Era uma lareira feita de pedra e foles manuais que inflavam
a forja de ar, o que aumentava a temperatura e a quantidade
de ferro produzido. Tempos depois, surgiram os foles mecânicos
acionados por servos ou por cavalos. No século
XII, as rodas d'água começaram a ser usadas.
Com temperaturas maiores na forja, foi possível
obter ferro em estado líquido, e não mais
em estado pastoso.
Com a possibilidade de obtenção
de ferro no estado líquido, nasceu a técnica
de fundição de armas de fogo, balas de canhão
e sinos de igreja. Mais tarde, o uso do ferro se estendeu
para residências senhoriais de grandes portões
e placas de lareira com desenho elaborado.

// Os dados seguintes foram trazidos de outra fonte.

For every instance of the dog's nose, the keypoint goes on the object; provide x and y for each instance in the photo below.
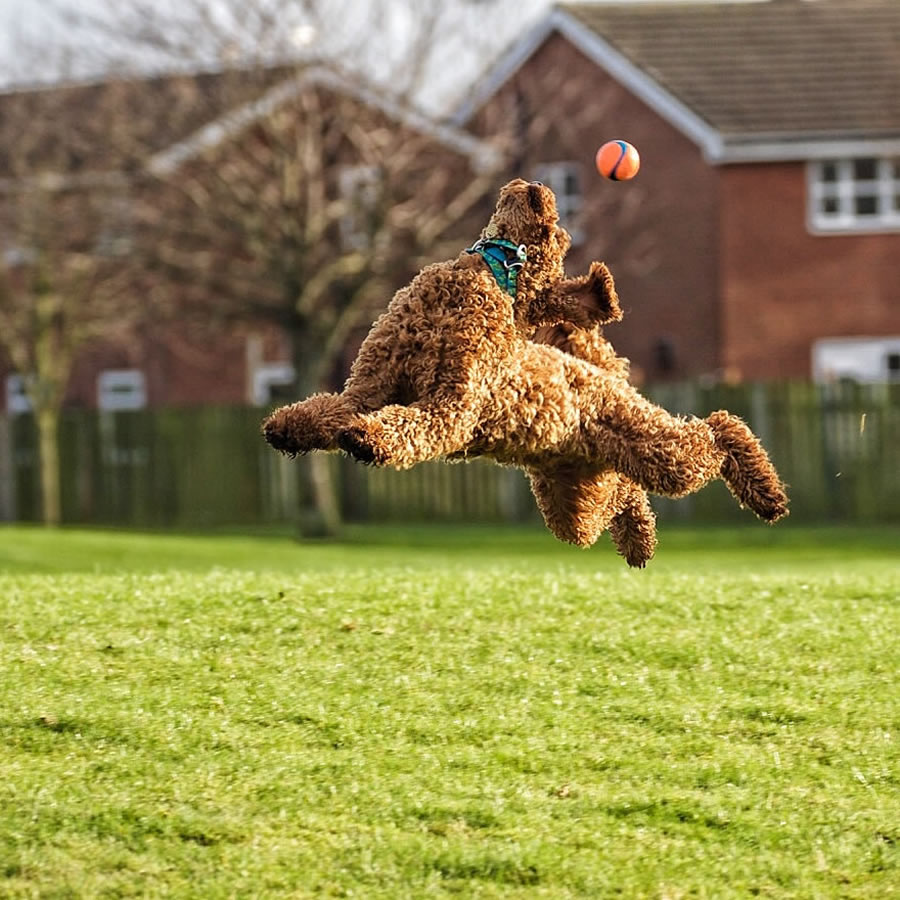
(535, 197)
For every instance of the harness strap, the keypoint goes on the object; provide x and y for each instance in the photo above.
(504, 258)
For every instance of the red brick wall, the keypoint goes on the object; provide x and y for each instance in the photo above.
(657, 232)
(783, 288)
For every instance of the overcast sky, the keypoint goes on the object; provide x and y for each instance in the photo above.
(31, 38)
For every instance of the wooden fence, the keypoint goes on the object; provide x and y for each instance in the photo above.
(837, 446)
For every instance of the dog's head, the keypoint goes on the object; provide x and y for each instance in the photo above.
(526, 214)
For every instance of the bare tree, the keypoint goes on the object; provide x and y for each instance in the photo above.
(60, 287)
(305, 185)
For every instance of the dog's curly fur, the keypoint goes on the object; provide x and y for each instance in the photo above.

Em torno de 1444, o minério de
ferro passou a ser fundido em altos-fornos, processo que
é usado até hoje. As temperaturas atingidas
nesses fornos eram ainda maiores, o que permitia a maior
absorção de carbono do carvão vegetal.
Isso tornava o ferro e as ligas de aço mais duros
e resistentes. Na ocasião, a produção
diária do forno era de cerca de 1500 kg.
A Revolução Industrial
iniciada na Inglaterra, no final do século XVIII,
tornaria a produção de ferro ainda mais
importante para a humanidade. Nesse período, as
comunidades agrária e rural começavam a
perder força para as sociedades urbanas e mecanizadas.
A grande mudança só ocorreu,
porém, em 1856, quando se descobriu como produzir
aço. Isso porque o aço é mais resistente
que o ferro fundido e pode ser produzido em grandes quantidades,
servindo de matéria-prima para muitas indústrias.